Equinox will pay $11.25 million in discrimination lawsuit against the former worker

“In coastal towns, internships are something you can do without a degree and you can make $75 an hour—there aren’t a lot of opportunities to do that, so it’s a huge draw for people of color.” But she notes that the management structure is mostly white and male.

In response to the ruling, Equinox did not engage in the current method of self-blame and vows to do better. Instead, she issued a statement saying she “strongly disagrees” with the finding and did not “tolerate discrimination in any form.” In her petition asking the court to reconsider the case, either by a new trial or a reduction of the arbitral award, the attorneys asserted that the jurors, “guided by sympathy and emotion,” had “wrongly” bought the plaintiff’s claim that she was a victim of racial hostility and “caused damage extreme and unreasonable” as a result.

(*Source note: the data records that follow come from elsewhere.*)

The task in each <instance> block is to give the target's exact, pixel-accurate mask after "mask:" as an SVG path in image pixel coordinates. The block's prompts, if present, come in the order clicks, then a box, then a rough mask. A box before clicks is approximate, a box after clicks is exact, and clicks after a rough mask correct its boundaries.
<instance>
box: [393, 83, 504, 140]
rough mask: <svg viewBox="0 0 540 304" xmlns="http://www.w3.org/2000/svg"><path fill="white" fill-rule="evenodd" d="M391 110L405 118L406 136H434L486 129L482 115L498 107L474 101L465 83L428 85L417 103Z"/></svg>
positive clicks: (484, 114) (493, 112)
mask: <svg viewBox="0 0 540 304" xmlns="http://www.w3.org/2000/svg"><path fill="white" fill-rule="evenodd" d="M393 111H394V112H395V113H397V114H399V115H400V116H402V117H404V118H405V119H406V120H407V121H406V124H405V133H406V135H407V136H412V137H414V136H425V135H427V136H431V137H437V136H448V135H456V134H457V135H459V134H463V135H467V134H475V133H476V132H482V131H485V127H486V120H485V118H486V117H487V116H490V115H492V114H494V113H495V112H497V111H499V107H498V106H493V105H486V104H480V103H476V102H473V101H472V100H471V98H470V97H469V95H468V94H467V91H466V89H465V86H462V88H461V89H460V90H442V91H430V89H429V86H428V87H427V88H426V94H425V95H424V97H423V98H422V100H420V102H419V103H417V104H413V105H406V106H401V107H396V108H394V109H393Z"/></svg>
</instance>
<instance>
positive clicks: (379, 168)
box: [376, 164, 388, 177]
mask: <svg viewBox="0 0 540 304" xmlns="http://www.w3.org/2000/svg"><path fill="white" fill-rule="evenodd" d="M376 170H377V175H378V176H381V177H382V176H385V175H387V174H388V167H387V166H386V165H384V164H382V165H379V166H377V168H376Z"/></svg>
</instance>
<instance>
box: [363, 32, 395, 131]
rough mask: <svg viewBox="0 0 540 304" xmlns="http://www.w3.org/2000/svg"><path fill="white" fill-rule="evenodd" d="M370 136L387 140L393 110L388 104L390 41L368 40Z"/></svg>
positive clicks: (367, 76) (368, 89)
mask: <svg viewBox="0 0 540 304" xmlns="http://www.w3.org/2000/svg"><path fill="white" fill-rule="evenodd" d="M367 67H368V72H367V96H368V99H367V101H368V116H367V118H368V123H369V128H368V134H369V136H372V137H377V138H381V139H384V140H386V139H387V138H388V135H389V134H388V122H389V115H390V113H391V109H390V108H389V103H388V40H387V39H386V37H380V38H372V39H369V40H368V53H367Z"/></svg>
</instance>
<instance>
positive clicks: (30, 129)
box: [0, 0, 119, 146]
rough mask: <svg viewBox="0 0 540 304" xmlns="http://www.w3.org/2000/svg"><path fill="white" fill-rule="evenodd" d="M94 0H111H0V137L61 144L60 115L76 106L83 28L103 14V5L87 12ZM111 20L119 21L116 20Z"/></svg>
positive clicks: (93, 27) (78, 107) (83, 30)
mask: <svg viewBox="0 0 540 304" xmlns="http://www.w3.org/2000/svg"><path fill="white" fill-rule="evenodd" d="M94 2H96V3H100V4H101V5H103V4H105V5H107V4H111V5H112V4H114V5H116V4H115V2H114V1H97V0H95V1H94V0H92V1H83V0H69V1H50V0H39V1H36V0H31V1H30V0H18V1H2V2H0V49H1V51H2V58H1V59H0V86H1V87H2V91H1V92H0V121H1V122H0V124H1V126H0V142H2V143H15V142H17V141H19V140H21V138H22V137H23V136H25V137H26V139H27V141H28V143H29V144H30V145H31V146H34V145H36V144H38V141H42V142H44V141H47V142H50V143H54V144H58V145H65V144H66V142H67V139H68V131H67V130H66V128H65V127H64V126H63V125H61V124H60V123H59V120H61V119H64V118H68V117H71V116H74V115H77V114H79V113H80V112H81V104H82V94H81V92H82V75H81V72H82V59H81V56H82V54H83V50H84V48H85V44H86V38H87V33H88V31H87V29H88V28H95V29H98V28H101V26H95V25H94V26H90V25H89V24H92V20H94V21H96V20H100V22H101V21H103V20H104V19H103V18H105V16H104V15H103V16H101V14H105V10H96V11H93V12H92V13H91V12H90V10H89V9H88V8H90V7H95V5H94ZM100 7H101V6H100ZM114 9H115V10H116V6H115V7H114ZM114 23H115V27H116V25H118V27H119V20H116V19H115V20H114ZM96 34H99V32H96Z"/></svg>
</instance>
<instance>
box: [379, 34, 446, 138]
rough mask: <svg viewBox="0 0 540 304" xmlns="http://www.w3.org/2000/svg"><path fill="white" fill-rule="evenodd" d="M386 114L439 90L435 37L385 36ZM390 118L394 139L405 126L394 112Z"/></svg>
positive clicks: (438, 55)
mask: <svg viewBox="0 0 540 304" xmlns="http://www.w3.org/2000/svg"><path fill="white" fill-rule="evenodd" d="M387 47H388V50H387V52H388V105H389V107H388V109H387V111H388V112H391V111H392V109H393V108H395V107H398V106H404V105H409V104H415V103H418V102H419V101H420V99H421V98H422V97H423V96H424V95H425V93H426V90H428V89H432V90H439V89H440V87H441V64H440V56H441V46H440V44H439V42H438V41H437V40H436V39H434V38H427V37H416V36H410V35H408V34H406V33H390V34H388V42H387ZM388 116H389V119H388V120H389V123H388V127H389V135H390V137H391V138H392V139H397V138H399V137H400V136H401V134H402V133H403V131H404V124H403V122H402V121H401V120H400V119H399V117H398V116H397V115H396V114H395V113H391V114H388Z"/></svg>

The case revolves in large part around allegations that a manager told Ms. Europe, a middle-aged white man she described as isolated with relationships with people above her, that he had refused to accept her as his supervisor. She alleged that he repeatedly hurled his vulgar remarks at black women’s bodies, referred to non-white employees as “lazy” and hoped he could fire them; One of his co-workers called black people “autistic.”

In early spring 2019, the lawsuit alleged that he “demanded” his boss to wait outside the gym with him until a young black woman left the coffee shop where she works so he could pass her by, on the theory that he would be better off with a black person by his side. Ms. Europe, according to the complaint, “refused to be a racial pawn.”

She testified that the accumulation of these incidents made her time at Equinox so stressful that the bulimia she had suffered from for most of her life worsened. Mrs. Europe, while working there, told me that her condition was so bad that she began to vomit several times a day and began to vomit up blood. She eventually had to enter a treatment program for eating disorders. Her attorneys, all women at Crumiller, which describes itself as a “feminist litigation firm,” argued their clients’ complaints to the male bosses had not been heard.